Leadership: Vision with Execution
Aravind Melligeri, the founder and CEO, continues to lead Aequs with clarity and vision. His background in engineering and entrepreneurship has guided the company through cycles of expansion, diversification, and technological adoption. Under his leadership, Aequs has stayed focused on long-term value creation rather than short-term wins.
Melligeri has consistently emphasized self-sufficiency, local ecosystem building, and customer centricity. The SEZ model in Belagavi stands as a testament to that philosophy, providing infrastructure not just for Aequs but also for its partners and suppliers.
As the company enters the next phase of growth through public markets, Melligeri’s leadership will play a pivotal role in maintaining strategic direction and investor confidence.
India’s Aerospace Manufacturing Push
Aequs’ IPO arrives at a time when India is rapidly scaling its defense and aerospace manufacturing ecosystem. The Indian government’s ‘Make in India’ and PLI (Production-Linked Incentive) schemes continue to incentivize local production of high-value components, engines, drones, and satellites.
Global aerospace majors like Boeing, Airbus, and Lockheed Martin are deepening supply chain relationships in India. Aequs, with its proven track record and capacity, sits right in the middle of this transformation.
Moreover, India’s civil aviation market is projected to become the third-largest globally by 2030, spurring demand for maintenance, repair, and overhaul (MRO) services. Aequs can tap into this domestic tailwind while also serving overseas customers.
Investor Sentiment and Market Readiness
Market analysts remain optimistic about Aequs’ listing prospects. The company has demonstrated operational excellence, revenue growth, and sectoral relevance—all key traits investors look for in a manufacturing IPO.

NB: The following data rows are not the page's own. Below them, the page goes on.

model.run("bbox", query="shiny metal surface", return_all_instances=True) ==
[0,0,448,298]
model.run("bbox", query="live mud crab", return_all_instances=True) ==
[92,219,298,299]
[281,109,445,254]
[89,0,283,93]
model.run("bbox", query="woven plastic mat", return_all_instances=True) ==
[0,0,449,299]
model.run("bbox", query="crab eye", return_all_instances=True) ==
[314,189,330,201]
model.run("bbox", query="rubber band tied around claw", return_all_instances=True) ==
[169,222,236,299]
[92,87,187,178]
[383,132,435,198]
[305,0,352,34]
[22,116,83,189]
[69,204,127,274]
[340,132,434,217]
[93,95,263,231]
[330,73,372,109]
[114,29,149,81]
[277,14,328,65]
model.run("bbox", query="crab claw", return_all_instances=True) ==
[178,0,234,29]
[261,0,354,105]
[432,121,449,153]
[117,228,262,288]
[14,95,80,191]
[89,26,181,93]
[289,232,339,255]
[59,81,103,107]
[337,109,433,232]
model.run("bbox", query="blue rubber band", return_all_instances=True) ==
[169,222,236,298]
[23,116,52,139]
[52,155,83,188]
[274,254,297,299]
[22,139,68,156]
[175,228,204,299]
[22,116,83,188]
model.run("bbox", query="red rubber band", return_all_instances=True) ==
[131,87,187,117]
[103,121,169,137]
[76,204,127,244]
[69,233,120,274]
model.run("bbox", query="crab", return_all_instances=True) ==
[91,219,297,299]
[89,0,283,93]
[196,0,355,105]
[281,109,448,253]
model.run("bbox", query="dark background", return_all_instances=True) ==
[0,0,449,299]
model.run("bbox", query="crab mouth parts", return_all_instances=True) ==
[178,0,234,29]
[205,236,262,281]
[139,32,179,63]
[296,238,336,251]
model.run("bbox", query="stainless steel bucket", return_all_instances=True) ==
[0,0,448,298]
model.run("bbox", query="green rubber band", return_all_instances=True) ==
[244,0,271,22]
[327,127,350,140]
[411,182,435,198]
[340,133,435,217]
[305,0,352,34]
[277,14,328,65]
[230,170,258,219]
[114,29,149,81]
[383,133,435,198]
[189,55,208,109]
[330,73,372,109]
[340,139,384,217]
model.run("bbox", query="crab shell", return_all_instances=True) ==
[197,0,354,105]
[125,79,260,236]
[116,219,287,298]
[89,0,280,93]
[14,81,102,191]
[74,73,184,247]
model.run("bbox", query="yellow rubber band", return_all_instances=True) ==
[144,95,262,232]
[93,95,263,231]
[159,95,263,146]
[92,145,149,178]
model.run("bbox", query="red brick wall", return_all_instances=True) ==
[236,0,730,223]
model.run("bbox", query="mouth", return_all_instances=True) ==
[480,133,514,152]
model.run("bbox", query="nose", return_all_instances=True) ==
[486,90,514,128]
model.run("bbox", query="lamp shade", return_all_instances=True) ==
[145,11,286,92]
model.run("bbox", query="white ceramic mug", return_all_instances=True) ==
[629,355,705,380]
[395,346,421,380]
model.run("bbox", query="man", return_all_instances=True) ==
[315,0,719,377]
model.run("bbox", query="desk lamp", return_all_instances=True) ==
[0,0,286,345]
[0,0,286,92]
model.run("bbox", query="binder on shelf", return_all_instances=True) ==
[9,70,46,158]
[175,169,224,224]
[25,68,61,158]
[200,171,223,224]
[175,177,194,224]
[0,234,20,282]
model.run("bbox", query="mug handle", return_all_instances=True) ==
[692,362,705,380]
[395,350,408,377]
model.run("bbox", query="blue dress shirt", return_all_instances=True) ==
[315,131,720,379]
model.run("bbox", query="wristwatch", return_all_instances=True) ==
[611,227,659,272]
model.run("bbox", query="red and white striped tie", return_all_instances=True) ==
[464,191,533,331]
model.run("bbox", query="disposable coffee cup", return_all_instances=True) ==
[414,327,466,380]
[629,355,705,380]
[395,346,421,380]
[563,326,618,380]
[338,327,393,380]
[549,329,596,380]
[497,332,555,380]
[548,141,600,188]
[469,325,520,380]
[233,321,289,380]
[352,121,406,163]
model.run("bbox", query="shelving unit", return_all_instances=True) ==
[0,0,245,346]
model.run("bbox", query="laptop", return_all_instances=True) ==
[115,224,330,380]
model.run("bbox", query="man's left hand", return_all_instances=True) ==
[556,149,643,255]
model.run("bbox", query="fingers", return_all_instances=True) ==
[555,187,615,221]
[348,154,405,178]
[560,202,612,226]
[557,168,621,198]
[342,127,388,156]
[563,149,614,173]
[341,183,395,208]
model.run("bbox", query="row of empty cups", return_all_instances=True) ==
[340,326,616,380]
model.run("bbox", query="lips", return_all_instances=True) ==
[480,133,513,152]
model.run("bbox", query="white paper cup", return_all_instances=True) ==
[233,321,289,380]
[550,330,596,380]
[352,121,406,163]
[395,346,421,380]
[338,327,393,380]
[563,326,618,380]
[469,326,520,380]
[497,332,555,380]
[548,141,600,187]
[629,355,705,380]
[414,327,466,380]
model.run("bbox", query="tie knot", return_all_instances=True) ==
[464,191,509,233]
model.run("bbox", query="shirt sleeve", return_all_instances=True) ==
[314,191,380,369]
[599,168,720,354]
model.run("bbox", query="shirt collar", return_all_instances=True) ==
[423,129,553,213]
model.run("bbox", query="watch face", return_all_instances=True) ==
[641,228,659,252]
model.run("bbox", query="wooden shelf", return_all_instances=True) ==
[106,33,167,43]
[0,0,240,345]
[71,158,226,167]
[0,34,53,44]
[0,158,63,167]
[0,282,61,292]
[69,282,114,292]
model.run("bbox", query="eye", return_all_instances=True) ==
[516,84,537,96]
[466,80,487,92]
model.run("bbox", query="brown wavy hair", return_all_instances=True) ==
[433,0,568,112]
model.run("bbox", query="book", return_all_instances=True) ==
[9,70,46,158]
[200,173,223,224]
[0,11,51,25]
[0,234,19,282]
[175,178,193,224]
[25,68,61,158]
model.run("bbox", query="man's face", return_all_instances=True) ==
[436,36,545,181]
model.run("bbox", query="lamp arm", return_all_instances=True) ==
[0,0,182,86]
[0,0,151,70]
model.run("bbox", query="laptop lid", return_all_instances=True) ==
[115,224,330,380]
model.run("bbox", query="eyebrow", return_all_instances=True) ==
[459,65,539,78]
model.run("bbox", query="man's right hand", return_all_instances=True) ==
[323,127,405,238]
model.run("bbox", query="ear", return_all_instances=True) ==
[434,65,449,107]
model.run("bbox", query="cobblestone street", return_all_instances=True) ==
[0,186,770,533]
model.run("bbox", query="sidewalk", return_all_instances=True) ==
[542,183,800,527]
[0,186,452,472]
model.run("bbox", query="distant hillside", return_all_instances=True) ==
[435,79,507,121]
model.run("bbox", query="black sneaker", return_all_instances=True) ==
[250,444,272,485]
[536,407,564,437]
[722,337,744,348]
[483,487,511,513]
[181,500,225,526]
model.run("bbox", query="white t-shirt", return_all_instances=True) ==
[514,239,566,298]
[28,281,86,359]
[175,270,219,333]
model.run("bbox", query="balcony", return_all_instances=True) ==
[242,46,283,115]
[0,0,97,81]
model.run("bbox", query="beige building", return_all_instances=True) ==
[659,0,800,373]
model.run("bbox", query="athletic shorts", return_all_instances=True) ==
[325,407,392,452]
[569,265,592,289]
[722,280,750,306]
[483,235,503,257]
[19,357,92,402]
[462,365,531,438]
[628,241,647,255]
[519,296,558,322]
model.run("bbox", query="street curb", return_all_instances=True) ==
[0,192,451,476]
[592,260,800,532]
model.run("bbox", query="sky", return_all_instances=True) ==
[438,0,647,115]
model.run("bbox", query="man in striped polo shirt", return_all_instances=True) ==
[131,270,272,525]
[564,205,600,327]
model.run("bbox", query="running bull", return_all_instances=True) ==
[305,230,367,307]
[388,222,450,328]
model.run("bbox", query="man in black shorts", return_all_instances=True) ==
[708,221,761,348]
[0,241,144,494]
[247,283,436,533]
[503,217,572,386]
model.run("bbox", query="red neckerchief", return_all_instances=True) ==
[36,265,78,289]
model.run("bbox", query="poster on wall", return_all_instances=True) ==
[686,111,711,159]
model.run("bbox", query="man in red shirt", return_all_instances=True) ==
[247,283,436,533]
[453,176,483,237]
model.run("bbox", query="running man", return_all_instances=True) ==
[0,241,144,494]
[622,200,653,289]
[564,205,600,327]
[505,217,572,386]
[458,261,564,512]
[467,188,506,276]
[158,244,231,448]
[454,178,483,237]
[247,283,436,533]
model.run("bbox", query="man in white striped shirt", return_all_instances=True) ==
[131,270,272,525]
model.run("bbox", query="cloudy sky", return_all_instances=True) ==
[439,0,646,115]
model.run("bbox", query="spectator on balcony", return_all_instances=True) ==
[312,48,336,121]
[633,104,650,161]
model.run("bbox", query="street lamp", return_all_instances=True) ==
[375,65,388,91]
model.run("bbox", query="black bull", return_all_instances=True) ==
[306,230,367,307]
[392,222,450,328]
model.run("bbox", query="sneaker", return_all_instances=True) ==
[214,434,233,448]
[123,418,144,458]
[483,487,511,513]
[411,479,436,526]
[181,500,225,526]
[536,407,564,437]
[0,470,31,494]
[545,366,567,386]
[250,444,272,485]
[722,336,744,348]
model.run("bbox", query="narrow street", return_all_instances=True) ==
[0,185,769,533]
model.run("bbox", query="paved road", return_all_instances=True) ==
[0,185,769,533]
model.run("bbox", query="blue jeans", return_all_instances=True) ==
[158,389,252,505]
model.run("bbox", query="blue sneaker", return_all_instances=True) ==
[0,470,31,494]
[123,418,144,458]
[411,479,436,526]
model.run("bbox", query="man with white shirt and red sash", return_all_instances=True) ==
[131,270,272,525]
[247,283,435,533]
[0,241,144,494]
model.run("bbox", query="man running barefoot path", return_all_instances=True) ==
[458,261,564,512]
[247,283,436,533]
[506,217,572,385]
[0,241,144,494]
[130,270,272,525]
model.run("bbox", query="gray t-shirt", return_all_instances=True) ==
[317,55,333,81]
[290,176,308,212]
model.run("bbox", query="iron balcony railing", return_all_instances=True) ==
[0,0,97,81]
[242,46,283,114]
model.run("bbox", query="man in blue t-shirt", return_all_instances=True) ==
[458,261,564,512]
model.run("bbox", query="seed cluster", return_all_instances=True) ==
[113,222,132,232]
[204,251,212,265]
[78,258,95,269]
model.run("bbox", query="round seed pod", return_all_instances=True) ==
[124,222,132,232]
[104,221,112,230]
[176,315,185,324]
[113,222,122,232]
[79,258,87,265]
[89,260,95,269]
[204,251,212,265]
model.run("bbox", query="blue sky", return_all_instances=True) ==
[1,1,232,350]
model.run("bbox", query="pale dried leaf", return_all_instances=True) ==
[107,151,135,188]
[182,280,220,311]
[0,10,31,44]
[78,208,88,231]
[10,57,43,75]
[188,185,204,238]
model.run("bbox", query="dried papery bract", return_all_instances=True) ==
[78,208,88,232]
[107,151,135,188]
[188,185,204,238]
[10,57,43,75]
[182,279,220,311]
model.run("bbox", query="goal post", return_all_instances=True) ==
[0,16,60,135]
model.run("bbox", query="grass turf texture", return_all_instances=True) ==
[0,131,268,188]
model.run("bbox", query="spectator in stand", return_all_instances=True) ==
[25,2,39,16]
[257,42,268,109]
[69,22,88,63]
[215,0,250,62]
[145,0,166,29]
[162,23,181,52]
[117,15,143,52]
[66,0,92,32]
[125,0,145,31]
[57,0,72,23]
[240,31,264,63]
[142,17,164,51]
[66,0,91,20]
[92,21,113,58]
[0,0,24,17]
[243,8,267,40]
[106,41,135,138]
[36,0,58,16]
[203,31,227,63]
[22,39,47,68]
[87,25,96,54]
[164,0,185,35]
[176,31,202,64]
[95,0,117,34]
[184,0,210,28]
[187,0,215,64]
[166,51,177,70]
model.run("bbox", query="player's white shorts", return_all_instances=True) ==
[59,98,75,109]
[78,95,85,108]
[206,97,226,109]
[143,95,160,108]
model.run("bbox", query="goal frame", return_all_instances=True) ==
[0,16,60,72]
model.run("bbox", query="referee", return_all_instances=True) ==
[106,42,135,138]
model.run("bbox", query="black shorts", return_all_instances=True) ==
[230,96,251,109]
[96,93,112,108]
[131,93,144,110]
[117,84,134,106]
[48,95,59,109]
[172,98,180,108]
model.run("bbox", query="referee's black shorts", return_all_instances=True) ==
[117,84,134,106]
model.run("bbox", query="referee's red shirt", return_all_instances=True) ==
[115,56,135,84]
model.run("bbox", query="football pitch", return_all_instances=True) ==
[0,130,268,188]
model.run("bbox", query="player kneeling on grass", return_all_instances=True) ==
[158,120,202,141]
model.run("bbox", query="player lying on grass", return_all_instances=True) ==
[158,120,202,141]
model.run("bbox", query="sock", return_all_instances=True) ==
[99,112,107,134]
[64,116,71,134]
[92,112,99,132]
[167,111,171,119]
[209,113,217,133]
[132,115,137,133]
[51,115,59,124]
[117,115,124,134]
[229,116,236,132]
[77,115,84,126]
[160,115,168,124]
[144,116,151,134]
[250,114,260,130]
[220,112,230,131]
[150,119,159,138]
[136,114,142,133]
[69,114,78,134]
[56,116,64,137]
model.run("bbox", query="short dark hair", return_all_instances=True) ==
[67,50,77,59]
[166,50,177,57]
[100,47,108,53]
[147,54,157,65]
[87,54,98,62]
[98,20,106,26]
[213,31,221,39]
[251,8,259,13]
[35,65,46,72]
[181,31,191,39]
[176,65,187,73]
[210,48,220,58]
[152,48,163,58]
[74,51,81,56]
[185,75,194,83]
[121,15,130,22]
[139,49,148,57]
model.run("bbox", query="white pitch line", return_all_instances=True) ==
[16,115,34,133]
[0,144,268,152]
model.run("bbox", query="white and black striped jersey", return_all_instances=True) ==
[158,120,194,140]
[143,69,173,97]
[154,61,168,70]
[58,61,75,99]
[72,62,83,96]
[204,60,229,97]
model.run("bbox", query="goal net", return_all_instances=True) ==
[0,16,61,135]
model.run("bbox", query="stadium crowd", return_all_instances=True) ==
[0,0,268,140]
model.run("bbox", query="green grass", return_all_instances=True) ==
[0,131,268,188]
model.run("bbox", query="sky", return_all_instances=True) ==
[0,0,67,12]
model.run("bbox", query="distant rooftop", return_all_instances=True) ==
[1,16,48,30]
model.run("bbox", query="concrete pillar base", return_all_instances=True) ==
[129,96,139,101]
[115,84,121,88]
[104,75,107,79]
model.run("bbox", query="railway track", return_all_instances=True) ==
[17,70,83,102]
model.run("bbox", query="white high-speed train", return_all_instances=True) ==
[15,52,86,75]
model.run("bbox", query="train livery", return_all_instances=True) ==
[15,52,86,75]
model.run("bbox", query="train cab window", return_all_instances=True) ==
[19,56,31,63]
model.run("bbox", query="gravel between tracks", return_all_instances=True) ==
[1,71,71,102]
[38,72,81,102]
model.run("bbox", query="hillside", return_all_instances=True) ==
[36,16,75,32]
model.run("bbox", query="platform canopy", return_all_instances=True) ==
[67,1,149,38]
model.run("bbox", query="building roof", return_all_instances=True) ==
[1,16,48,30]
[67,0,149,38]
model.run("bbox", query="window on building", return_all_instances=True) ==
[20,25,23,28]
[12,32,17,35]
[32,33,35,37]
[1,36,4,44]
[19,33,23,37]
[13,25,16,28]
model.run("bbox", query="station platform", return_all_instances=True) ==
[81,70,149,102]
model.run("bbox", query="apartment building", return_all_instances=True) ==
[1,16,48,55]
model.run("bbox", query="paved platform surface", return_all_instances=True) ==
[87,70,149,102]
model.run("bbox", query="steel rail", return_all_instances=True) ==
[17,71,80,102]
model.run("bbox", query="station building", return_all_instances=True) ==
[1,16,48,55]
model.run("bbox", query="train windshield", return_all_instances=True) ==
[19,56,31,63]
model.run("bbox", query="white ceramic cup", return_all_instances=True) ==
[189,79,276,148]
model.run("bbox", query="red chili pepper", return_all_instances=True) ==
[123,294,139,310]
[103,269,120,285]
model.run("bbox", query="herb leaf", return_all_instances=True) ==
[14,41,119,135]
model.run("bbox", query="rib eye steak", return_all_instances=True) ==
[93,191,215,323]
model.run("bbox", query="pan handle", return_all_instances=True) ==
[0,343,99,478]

By entering public markets, Aequs will also gain access to a broader investor base and improve its corporate governance standards. Institutional investors, especially ESG-focused funds, increasingly favor companies with industrial relevance and sustainability focus—both areas where Aequs performs well.
If market conditions remain stable, Aequs’ IPO could attract strong interest from both domestic and international investors.
Final Thoughts
Aequs has spent the last 18 years building deep capabilities, global relationships, and scalable infrastructure. Now, it’s stepping into the next phase—with public capital, strategic partnerships, and long-term ambition.
The $200 million IPO is more than a financial event—it’s a reflection of belief. Belief in Indian manufacturing. Belief in long-term value creation. And most of all, belief in Aequs’ ability to deliver world-class products from Belagavi to the world.